HukumID | Jakarta — Penyidik Jaksa Agung Muda Tindak Pidana Khusus (JAM Pidsus) Kejaksaan Agung menetapkan empat orang sebagai tersangka dalam kasus dugaan tindak pidana korupsi pengadaan Teknologi Informasi dan Komunikasi (TIK) pada program digitalisasi pendidikan di Kementerian Pendidikan, Kebudayaan, Riset, dan Teknologi (Kemendikbudristek) tahun 2019 hingga 2022.
Empat tersangka tersebut yakni SW, Direktur Sekolah Dasar Kemendikbudristek sekaligus Kuasa Pengguna Anggaran (KPA) pada 2020-2021; MUL, Direktur SMP pada periode yang sama; JT, Staf Khusus Mendikbudristek Nadiem Makarim; dan IBAM, Konsultan Teknologi di Kemendikbudristek.
Direktur Penyidikan Jampidsus menetapkan para tersangka berdasarkan sejumlah surat perintah penyidikan sejak Mei hingga Juli 2025. Hingga saat ini, tim penyidik telah memeriksa 80 saksi dan tiga orang ahli. Selain itu, penyidik juga menyita barang bukti berupa dokumen dan perangkat elektronik seperti laptop, ponsel, harddisk, dan flashdisk.
Kasus ini bermula dari proyek pengadaan TIK untuk jenjang PAUD, SD, SMP, dan SMA dengan anggaran total Rp9,3 triliun dari APBN dan Dana Alokasi Khusus (DAK), yang tersebar di seluruh Indonesia termasuk daerah tertinggal, terdepan, dan terluar (3T). Namun dalam pelaksanaannya, para tersangka diduga secara melawan hukum mengarahkan penggunaan produk tertentu, yakni ChromeOS dari Google, dalam pengadaan laptop untuk pendidikan.

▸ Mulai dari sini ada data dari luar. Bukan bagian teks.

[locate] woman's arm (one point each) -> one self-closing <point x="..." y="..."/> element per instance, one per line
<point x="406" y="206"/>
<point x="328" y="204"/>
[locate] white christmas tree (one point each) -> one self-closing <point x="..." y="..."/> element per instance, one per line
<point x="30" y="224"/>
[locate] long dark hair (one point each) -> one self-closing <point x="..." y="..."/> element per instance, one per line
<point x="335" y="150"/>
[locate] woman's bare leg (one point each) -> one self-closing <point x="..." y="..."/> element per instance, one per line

Pengadaan tersebut ternyata tidak optimal bagi siswa dan guru, khususnya di daerah 3T, karena sistem ChromeOS memiliki banyak keterbatasan.

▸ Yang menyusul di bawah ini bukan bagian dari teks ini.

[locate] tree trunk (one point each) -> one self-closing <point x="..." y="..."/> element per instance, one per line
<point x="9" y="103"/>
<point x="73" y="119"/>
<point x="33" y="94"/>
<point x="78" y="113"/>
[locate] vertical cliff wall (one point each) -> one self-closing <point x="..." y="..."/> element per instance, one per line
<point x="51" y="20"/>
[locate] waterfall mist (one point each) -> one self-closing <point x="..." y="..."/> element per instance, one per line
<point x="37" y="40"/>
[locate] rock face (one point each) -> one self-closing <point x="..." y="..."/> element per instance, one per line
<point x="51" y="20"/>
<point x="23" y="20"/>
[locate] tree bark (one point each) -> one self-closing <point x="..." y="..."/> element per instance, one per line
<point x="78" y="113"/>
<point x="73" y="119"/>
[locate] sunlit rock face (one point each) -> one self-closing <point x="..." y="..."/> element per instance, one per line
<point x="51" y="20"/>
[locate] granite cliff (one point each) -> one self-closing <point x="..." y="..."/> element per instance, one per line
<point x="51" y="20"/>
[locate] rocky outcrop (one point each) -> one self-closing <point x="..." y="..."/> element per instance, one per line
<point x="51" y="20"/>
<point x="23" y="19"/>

Jaksa Agung Muda Pidsus menyebutkan bahwa kerugian negara akibat perkara ini mencapai Rp1,98 triliun, yang terdiri dari Rp480 miliar untuk item software CDM dan Rp1,5 triliun dari mark-up harga laptop di luar CDM. Perhitungan itu didasarkan pada selisih harga kontrak dengan harga dari principal yang diperoleh penyedia secara tidak sah.
Para tersangka dijerat dengan Pasal 2 ayat (1) jo. Pasal 18 dan Pasal 3 jo. Pasal 18 Undang-Undang Pemberantasan Tindak Pidana Korupsi jo. Pasal 55 ayat (1) ke-1 KUHP.
Kejaksaan Agung menegaskan akan terus mendalami kasus ini untuk mengungkap pihak-pihak lain yang terlibat serta memastikan pemulihan kerugian negara.